Nostalgia dan melankoliaku tiba-tiba teralihkan oleh gelak tawa yang terdengar dari arah pintu masuk. Ada beberapa pemuda yang dari penampilannya sepertinya berumur sebaya denganku. Mereka masuk ke ruangan ini, duduk, kemudian memesan makanan dan minuman. Sehingga ruangan ini mulai sedikit ramai. Tempat ini memang cukup sepi….

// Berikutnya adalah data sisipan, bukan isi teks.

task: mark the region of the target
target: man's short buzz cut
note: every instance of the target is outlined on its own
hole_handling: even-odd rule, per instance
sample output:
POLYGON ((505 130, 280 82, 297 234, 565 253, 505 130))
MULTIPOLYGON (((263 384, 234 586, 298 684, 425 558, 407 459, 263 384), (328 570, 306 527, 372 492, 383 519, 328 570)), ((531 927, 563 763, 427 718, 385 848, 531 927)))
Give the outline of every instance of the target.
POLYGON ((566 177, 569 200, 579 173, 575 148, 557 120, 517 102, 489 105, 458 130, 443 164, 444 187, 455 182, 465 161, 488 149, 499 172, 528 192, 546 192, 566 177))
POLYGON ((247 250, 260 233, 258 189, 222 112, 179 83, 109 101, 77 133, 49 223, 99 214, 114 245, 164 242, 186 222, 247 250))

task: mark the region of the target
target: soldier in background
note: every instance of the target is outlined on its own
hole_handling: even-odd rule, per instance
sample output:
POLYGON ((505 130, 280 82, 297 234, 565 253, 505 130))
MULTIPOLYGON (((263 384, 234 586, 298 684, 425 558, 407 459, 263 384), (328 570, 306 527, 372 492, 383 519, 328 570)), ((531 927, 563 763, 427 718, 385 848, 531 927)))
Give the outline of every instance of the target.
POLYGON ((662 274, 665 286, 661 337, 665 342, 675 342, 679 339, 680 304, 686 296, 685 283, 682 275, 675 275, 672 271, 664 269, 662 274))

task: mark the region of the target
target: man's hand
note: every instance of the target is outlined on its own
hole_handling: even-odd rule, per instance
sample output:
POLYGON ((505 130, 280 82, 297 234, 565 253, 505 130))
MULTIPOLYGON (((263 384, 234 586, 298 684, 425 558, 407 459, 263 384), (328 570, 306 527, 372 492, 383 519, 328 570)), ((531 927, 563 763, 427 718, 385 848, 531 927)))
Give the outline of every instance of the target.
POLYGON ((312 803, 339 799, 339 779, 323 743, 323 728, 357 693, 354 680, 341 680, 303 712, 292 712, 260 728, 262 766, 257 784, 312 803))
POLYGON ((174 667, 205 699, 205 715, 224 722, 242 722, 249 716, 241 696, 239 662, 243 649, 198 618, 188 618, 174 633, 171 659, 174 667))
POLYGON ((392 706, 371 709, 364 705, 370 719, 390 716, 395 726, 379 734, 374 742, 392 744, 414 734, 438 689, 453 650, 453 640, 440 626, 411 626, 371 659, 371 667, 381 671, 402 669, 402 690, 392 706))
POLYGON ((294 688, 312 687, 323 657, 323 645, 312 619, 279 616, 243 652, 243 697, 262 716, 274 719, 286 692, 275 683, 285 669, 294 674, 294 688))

“ Tunggu…Sepi!!” seruku dalam hati.
Apabila Robin adalah mantan petinggi militer, tentunya dia tahu standar kerja intelejen dan penyadapan. Seharusnya dia akan memilih tempat yang cukup ramai agar banyak distorsi suara. Setidaknya dia pasti punya anak buah yang terlatih. Mereka akan segera melakukan beberapa check, minimal beberapa hari sebelumnya, di tempat diadakannya sebuah pertemuan. Anak buahnya pun tentu akan berjaga. Namun Reynold dengan mudah menyusup semalam sebelumnya.
“Anjing laknat! Ini jelas-jelas jebakan!”
Terlambat, aku terlambat menyadarinya. Dan si bangsat Reynold, diam-diam terlibat. Kemungkinan besar, dia adalah agen yang menyusup ke satuan kerja kami. Bangsat, aku terjebak dalam operasi penyergapan. Tololnya aku, sejak awal aku terlalu mengabaikan Reynold. Sekarang, aku harus berpikir untuk segera keluar dari tempat ini. Mencari Reynold dan segera membunuhnya.
Aku melepaskan headsetku berjalan kearah kasir. Seperti sudah kuduga orang-orang yang datang tadi, terlihat mendekat ke arahku. Terlihat dari pantulan kaca sebelah samping kasir. Tak mau ambil resiko, aku membanting headsetku yang sengaja aku modifikasi sendiri, agar menjadi bom asap. Sesaat kemudian berlari ke arah tangga, diiringi suara tembakan yang tak jelas arahnya.
Sampai di bawah, aku berlari masuk ke sebuah kompleks padat dengan gang-gang kecil berkelok
“Sial, aku belum mau mati, sebelum bisa memberikan buah hati untuk Hana.” Gumamku dalam hati.